Charlie Crew

Personal information
- Full name: Charles David Crew
- Date of birth: 15 June 2006 (age 20)
- Place of birth: Cardiff, Wales
- Height: 1.85 m (6 ft 1 in)
- Position: Defensive midfielder

Team information
- Current team: Walsall (on loan from Leeds United)
- Number: 8

Youth career
- 2013–2022: Cardiff City
- 2022–2024: Leeds United

Senior career*
- Years: Team / Apps / (Gls)
- 2024–: Leeds United / 1 / (0)
- 2025: → Doncaster Rovers (loan) / 13 / (0)
- 2025–2026: → Doncaster Rovers (loan) / 7 / (0)
- 2026–: → Walsall (loan) / 0 / (0)

International career^{‡}
- 2020–2021: Wales U15 / 1 / (0)
- 2021–2022: Wales U16 / 4 / (0)
- 2022–2023: Wales U17 / 17 / (1)
- 2023: Wales U19 / 3 / (0)
- 2023–: Wales U21 / 9 / (0)
- 2024–: Wales / 2 / (0)

= Charlie Crew =

Welsh footballer (born 2006)

Charles David Crew (born 15 June 2006) is a Welsh footballer who plays as a defensive midfielder for club Walsall on loan from club Leeds United and the Wales national team.

== Club career ==
Crew started his career at Cardiff City, where he played in the club's academy from the age of seven. In 2022, he transferred to Leeds United for an undisclosed fee, joining the club's under 18s initially, before being promoted to the under 21s in January 2023. Crew spent the 2023–24 season with the Leeds Under 21 team and was called up to the first-team squad for the first time on 29 March 2024, where he was an unused substitute against Watford.

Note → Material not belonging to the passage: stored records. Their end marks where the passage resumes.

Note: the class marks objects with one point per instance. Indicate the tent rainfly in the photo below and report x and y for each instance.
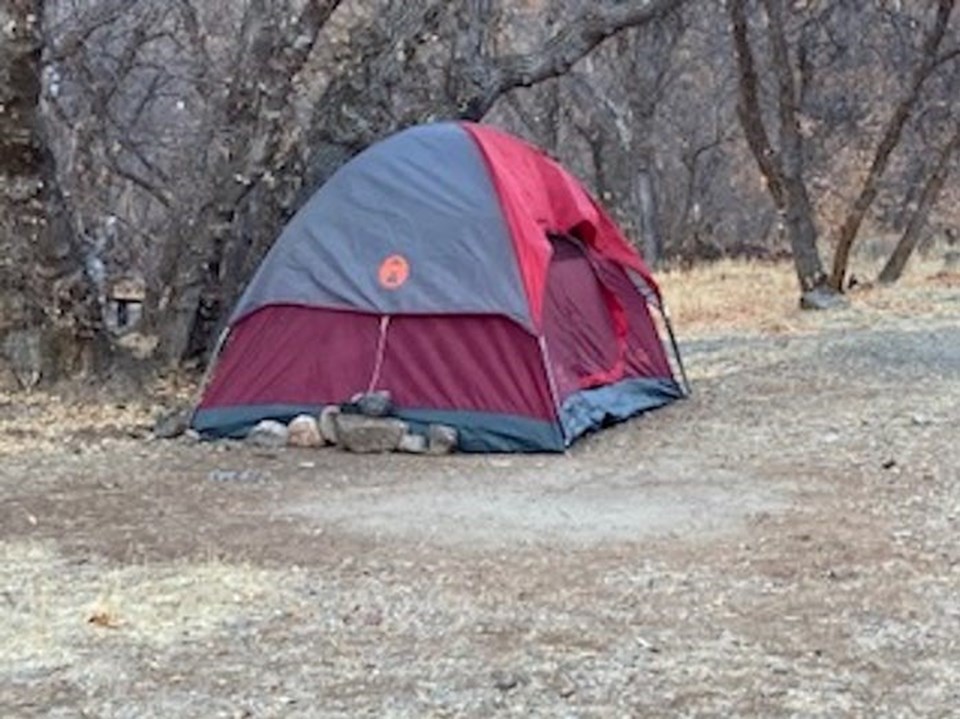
(466, 273)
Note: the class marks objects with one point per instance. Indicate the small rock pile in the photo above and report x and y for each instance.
(363, 425)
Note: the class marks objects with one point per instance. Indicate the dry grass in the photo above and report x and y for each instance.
(754, 297)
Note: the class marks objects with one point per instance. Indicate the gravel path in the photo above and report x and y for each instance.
(784, 543)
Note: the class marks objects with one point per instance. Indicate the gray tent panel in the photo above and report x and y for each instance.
(411, 225)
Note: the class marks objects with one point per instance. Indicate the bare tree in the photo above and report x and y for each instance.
(928, 61)
(782, 168)
(932, 188)
(49, 321)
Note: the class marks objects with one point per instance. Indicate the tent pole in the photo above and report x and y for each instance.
(676, 348)
(208, 372)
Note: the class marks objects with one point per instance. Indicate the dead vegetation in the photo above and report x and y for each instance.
(782, 543)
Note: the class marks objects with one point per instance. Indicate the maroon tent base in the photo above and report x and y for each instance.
(430, 268)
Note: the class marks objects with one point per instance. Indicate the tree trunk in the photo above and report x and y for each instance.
(782, 169)
(650, 233)
(888, 143)
(928, 198)
(50, 321)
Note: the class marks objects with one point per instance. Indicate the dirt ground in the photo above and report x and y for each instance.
(784, 543)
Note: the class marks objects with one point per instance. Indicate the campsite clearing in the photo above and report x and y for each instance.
(785, 542)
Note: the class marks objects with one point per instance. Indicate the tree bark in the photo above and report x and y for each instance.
(782, 169)
(50, 321)
(888, 143)
(897, 262)
(357, 109)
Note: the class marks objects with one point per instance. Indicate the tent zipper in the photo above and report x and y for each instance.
(381, 351)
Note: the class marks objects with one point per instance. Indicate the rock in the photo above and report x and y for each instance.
(441, 439)
(822, 298)
(362, 434)
(413, 443)
(268, 433)
(234, 475)
(373, 404)
(304, 431)
(506, 680)
(8, 378)
(328, 423)
(172, 423)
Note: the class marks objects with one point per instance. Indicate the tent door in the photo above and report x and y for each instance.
(584, 322)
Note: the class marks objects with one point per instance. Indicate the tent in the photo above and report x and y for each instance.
(466, 273)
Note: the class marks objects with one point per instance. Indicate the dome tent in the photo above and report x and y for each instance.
(466, 273)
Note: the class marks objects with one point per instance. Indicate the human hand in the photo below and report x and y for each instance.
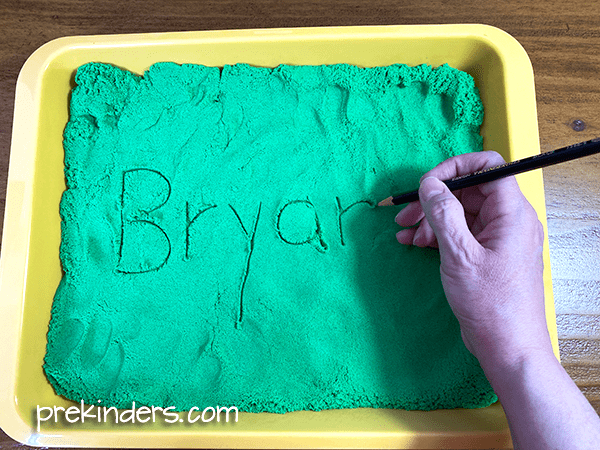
(490, 243)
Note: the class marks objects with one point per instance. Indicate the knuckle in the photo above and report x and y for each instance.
(441, 206)
(494, 157)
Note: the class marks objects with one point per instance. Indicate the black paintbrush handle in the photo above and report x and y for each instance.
(513, 168)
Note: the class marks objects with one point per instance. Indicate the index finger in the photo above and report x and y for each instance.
(468, 163)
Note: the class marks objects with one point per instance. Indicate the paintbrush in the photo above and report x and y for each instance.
(505, 170)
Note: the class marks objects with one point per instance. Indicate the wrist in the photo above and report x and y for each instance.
(505, 368)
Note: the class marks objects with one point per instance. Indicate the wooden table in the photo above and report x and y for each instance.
(563, 42)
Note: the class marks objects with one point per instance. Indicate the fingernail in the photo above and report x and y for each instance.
(417, 235)
(426, 192)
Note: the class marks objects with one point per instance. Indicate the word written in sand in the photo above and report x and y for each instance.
(145, 246)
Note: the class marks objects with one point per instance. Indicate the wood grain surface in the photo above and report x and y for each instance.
(562, 40)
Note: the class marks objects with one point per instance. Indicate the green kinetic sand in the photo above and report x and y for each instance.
(221, 244)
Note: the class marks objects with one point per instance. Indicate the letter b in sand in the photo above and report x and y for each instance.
(144, 245)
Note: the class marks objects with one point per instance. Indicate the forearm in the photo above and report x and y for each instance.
(544, 407)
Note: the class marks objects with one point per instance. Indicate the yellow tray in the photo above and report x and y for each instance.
(30, 268)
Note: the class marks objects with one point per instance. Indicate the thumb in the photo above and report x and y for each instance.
(446, 216)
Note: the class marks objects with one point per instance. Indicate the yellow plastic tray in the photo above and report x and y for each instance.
(30, 268)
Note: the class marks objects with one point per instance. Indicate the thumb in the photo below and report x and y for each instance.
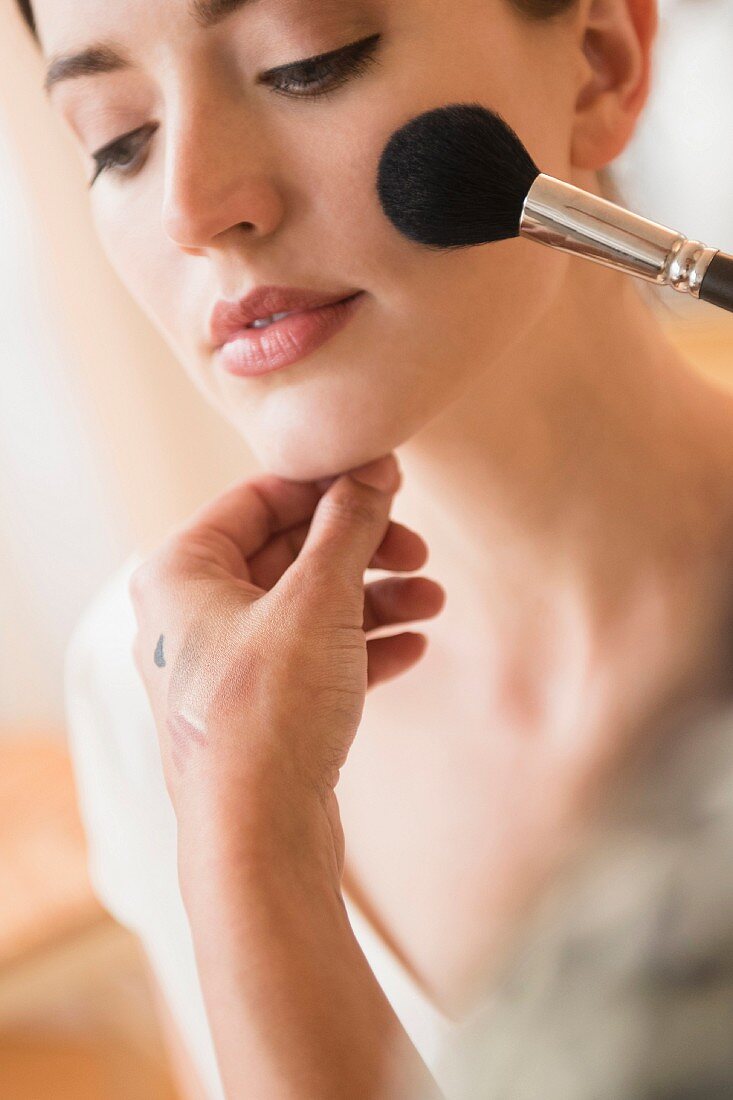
(350, 523)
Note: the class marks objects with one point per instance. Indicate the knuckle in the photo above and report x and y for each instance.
(353, 504)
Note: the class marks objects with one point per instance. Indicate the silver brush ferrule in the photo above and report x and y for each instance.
(567, 218)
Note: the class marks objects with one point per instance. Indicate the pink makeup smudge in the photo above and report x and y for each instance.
(183, 735)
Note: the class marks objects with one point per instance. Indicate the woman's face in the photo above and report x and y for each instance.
(237, 179)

Crew also represented the Leeds United Under 18 Team in the FA Youth Cup throughout the 2023–24 season and scored one of the goals in the 4–3 semi-final win over Millwall Under 18s to seal Leeds' place in the final.

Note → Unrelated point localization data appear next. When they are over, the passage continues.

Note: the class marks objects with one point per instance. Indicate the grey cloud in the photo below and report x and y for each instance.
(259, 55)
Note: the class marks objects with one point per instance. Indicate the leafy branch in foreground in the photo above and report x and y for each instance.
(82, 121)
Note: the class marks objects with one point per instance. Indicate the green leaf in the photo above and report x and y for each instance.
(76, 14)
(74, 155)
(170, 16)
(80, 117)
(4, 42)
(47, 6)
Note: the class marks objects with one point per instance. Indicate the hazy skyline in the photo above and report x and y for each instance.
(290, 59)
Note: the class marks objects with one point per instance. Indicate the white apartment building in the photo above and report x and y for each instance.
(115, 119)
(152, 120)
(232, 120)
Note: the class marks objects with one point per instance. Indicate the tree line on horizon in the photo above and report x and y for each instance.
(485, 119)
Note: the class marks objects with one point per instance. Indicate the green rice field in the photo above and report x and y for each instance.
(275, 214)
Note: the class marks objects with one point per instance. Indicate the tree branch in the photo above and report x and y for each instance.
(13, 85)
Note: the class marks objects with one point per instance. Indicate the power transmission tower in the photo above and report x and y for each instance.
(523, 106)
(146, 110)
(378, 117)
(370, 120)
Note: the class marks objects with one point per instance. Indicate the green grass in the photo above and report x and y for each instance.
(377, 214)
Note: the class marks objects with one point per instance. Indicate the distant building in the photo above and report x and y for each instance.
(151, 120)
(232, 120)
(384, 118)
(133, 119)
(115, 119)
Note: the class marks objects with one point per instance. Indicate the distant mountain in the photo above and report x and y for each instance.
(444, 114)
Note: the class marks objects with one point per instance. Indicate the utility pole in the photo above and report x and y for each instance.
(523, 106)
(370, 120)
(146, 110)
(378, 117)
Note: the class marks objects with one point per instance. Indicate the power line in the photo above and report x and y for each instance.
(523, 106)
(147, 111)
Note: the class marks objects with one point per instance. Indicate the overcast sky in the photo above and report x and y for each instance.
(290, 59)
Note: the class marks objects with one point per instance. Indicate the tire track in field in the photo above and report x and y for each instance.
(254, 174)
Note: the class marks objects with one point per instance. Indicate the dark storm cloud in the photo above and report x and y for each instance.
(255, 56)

On 12 July 2024, Leeds United announced that Crew had signed a long-term deal with the club, through to 2028.

Crew made his first team debut on 2 November 2024 in the 3–0 Championship win against Plymouth Argyle, as an 86th-minute substitute for Joël Piroe.

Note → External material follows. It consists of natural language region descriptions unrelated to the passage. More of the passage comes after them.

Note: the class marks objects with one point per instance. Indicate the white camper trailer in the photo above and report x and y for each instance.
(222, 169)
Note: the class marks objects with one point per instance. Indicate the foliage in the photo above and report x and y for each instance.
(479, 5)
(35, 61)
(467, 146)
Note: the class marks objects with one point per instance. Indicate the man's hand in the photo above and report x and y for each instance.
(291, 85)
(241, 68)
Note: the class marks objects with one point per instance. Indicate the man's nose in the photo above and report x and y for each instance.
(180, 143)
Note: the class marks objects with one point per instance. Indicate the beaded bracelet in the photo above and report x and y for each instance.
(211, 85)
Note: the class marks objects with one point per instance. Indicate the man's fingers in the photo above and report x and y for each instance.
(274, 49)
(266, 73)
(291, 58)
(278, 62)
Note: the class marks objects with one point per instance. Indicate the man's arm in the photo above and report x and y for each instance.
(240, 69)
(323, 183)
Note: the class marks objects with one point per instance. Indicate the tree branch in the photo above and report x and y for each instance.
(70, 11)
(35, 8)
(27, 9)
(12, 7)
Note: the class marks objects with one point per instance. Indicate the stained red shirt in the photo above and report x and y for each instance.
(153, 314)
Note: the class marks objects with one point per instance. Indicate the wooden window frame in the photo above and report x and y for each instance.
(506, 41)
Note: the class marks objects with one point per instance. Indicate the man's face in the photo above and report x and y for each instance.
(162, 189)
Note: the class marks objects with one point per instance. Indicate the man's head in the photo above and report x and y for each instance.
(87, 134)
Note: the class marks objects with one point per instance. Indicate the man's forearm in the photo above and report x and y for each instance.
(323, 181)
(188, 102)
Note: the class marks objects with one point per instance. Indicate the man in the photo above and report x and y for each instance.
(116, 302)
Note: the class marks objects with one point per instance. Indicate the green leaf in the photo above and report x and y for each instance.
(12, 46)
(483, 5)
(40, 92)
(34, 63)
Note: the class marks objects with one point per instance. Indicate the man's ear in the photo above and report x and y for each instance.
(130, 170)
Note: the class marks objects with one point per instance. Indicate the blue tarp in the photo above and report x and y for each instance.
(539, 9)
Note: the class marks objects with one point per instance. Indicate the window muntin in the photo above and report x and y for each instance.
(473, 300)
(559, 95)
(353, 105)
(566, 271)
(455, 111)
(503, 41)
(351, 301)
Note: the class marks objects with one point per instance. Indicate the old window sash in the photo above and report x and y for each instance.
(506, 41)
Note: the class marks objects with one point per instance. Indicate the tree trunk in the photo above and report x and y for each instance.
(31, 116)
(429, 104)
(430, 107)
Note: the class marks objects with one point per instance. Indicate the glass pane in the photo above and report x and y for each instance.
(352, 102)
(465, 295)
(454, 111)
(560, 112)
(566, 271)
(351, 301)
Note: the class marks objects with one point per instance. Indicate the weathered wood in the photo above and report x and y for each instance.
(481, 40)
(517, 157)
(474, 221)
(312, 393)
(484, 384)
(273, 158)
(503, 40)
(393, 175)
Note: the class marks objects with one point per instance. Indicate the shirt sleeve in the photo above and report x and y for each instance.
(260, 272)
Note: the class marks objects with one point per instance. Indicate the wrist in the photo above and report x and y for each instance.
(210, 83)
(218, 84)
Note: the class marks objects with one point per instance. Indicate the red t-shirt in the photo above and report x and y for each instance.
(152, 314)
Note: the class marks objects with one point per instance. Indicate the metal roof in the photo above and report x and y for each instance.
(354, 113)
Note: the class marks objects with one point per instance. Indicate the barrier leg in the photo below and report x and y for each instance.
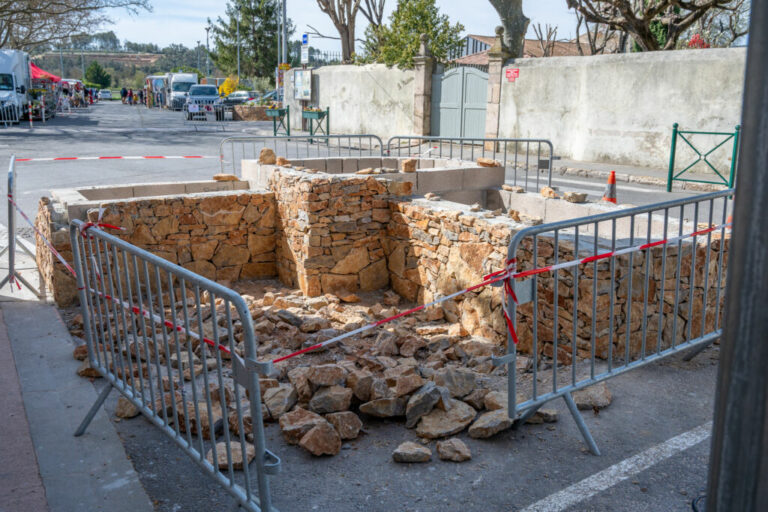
(92, 412)
(696, 351)
(580, 423)
(526, 416)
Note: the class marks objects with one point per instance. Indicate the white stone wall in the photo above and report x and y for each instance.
(620, 108)
(370, 99)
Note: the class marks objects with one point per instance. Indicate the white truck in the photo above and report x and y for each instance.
(14, 85)
(178, 89)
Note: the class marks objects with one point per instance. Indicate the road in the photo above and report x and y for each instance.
(114, 129)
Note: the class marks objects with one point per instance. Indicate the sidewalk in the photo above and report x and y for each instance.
(40, 458)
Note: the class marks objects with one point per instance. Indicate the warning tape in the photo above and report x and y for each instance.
(136, 310)
(148, 157)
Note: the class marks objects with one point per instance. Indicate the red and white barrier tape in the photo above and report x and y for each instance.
(136, 310)
(148, 157)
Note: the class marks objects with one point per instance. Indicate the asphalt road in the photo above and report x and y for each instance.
(114, 129)
(515, 470)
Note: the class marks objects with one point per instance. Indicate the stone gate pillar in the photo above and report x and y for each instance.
(422, 94)
(498, 55)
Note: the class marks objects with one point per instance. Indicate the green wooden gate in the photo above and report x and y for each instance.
(459, 97)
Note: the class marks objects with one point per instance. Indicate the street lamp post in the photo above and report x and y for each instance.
(238, 43)
(207, 52)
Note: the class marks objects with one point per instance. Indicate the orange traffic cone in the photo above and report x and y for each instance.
(610, 189)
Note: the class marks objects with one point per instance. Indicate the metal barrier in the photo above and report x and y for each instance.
(703, 157)
(160, 335)
(9, 115)
(233, 150)
(520, 154)
(14, 241)
(609, 293)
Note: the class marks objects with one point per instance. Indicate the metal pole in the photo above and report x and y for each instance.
(738, 473)
(207, 52)
(285, 32)
(238, 43)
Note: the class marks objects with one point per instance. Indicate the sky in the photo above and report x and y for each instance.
(184, 21)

On 15 January 2025, Crew signed for EFL League Two club Doncaster Rovers on loan for the remainder of the 2024–25 season. On 6 August 2025, Crew rejoined Doncaster Rovers on a season-long loan for their 2025–26 EFL League One campaign, following their promotion.

== International career ==
Crew has represented Wales at Under 15, Under 16, Under 17, Under 18 and Under 21 levels. He has captained his country at each of these levels, up to and including Under 18. In 2021–2022, Crew was the captain of the Wales squad that won the Victory Shield. Crew was named as captain of the Wales Under 17 squad for the 2023 UEFA European Under-17 Championships, held in Hungary. In 2023, he was called up to the Wales national under-21 football team despite being just 16 years old, leading him to be labeled as a 'prodigy' by the Yorkshire Post.

Crew has family from England, and in October 2023 officials from The Football Association were reported as expressing an interest in having Crew represent England instead of Wales.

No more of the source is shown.